This is a hard post to write, but I need to get the clutter out of my brain and this just happens to be the place to do it.
Today I sent a message to the amazing woman in Serbia who is facilitating our adoption and asked her about the foster family that is currently caring for Ana-Sophia. I wanted to see if they know about our family and I was curious if I would have any contact with them before we actually arrive in country. I blogged a while back about the institutions in Serbia. The Serbian government is doing their best to increase the number of foster homes in the country in order to reduce the number of children who are living in institutions. For reasons that I can’t quite grasp, those foster families are not allowed to adopt the children that they love and care for. The facilitator has told us that we will be the first family to adopt a child that has been placed in a foster home. The whole scenario has given me very mixed emotions.

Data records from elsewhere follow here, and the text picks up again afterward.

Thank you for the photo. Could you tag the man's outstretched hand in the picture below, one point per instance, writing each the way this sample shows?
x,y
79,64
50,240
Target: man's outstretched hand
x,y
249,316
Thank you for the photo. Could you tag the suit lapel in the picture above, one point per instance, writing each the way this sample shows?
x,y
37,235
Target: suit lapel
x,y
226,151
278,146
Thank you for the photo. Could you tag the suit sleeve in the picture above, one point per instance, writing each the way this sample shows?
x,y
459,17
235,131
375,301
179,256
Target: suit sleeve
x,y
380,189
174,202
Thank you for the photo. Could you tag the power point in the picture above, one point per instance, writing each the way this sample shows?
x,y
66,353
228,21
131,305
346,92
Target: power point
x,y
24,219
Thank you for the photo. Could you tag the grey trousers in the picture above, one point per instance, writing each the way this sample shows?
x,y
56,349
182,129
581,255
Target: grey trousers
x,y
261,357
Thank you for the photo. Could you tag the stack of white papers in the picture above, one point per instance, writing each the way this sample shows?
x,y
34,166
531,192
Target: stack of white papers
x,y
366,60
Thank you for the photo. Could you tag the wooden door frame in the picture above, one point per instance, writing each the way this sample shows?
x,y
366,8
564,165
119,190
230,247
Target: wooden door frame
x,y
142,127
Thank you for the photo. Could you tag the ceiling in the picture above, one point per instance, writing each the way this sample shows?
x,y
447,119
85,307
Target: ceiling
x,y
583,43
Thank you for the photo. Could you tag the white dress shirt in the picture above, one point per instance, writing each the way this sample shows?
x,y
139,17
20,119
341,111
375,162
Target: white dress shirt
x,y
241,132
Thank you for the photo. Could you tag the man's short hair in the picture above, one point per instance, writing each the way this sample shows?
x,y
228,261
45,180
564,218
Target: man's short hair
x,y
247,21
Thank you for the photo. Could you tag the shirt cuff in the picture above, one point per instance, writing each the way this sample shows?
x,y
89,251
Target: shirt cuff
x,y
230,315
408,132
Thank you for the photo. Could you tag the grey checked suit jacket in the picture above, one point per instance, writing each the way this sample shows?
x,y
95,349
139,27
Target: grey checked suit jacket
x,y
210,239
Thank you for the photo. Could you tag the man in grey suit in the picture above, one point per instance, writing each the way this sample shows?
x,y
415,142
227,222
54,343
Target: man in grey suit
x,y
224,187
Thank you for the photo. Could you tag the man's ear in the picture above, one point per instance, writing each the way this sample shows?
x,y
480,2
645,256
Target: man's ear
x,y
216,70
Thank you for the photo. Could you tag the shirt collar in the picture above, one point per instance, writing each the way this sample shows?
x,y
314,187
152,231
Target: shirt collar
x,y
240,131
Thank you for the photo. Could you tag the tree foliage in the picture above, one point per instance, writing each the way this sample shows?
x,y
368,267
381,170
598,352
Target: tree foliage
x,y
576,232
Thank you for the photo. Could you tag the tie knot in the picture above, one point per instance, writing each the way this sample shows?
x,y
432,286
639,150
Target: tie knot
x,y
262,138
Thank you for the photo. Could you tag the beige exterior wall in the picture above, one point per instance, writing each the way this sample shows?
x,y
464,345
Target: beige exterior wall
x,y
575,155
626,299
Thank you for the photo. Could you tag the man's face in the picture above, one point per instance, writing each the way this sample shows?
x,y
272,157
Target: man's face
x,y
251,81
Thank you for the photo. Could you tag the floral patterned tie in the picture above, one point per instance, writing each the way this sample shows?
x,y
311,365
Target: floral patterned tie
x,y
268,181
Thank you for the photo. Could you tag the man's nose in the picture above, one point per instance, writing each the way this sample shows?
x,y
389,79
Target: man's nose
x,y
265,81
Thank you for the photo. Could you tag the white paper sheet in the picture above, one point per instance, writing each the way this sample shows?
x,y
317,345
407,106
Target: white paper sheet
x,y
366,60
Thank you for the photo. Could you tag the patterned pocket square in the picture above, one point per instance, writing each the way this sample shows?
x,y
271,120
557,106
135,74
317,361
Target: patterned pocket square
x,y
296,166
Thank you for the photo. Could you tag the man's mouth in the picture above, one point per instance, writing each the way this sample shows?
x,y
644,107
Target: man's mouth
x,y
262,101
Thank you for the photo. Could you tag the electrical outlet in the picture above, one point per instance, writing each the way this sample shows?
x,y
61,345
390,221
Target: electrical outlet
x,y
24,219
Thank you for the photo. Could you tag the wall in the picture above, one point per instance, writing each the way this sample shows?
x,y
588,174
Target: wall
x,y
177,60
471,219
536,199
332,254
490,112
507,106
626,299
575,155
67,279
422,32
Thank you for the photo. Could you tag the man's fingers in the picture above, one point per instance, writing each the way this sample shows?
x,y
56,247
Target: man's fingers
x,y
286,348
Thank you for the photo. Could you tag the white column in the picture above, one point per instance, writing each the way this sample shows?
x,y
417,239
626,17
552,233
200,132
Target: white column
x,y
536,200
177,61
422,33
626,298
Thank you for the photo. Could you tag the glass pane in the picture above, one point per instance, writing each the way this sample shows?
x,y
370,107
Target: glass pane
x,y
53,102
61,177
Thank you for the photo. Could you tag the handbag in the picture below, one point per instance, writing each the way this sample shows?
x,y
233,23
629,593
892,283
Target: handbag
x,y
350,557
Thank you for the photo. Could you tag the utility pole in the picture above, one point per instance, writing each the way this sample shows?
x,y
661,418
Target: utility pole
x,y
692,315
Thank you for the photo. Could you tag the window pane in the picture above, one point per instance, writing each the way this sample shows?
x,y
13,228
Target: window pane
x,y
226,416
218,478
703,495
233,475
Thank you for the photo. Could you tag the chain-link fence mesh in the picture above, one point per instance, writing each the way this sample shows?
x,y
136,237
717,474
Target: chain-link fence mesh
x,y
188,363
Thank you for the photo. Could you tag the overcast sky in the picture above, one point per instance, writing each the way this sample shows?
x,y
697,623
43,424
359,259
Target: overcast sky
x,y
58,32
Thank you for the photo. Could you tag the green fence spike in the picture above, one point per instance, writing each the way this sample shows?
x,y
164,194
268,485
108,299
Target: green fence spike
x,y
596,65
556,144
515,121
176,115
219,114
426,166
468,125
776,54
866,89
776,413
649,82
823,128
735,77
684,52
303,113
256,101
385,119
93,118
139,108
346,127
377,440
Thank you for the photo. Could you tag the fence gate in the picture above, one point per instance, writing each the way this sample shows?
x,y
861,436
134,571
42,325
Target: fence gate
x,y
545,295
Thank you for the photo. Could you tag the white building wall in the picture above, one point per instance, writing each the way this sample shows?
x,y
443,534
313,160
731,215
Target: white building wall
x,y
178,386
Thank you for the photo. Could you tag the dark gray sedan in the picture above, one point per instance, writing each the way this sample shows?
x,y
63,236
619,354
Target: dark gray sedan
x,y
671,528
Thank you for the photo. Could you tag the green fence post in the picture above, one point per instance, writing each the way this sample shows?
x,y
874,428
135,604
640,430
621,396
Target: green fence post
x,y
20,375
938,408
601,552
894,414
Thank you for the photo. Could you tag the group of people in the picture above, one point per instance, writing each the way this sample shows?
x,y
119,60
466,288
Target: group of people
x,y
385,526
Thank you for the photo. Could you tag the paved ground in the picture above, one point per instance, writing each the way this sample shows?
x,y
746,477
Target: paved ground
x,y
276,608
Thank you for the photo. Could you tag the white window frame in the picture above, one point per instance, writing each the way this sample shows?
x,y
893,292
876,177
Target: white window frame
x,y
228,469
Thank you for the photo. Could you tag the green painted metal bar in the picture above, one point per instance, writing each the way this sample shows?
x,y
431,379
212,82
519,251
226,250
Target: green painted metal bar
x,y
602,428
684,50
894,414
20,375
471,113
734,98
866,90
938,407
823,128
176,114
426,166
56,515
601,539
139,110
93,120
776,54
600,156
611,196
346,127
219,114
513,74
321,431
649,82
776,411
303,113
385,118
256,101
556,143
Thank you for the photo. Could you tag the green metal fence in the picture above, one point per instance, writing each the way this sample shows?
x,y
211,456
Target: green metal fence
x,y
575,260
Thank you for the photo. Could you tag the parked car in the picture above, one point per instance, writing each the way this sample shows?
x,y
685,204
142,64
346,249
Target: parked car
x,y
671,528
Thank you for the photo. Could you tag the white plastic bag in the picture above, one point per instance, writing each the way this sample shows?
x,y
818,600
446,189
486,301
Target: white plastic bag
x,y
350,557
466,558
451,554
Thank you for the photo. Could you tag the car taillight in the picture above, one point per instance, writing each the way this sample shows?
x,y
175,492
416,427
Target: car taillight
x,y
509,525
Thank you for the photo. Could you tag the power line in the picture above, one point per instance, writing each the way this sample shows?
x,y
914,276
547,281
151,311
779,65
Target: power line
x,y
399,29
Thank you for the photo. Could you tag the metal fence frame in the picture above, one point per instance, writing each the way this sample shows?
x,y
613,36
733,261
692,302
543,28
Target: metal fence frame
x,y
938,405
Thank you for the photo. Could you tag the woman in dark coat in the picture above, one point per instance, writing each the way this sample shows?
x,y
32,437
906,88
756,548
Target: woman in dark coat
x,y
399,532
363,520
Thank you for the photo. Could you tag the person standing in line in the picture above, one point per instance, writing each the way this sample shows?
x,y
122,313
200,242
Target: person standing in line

When we first committed to the adoption, we learned that Ana-Sophia’s birth mother was mentally disabled and was unable to care for her. My feelings regarding this woman who gave her life have ranged from anger to walking through grace and eventually finding myself humbly grateful and somewhat saddened for her loss.
My feelings toward the foster family have been different. While I have been immeasurably thankful for the fact that they are caring for her, I have also dealt with some pretty strong fears about the environment they are providing and about how they may be treating her now that they have the knowledge that she is being adopted.
Before I write about today, I have to say that I have ALWAYS said that I could not be a foster parent because I could not deal with the loss. I just don’t think I’m capable of loving a child as my own with the knowledge in the back of my head that the child could be taken at any moment.
So today I asked about the foster family. I wanted to know how they felt about the adoption and my prayer from the beginning of the process has been that we have contact with them.
From our facilitator:
“Yes, Sophia’s foster family knows that she is being adopted.And,no,no personal contacts with the foster family are allowed.Actually,the foster family won’t be happy because of Sophia’s adoption,but they are good people,and I’m SURE they won’t make any trouble during your contacts with this little girl.I talked to them earlier,and they don’t think Sophia should be adopted at all yet. They love her dearly.”
So here I am, the person doing the taking. This family is experiencing the same exact pain that I have always chosen to avoid. I am so extremely thankful for the fact that they love my child. But, at this very moment my heart is breaking for them. The day we actually take Ana-Sophia from their home will be a hard one.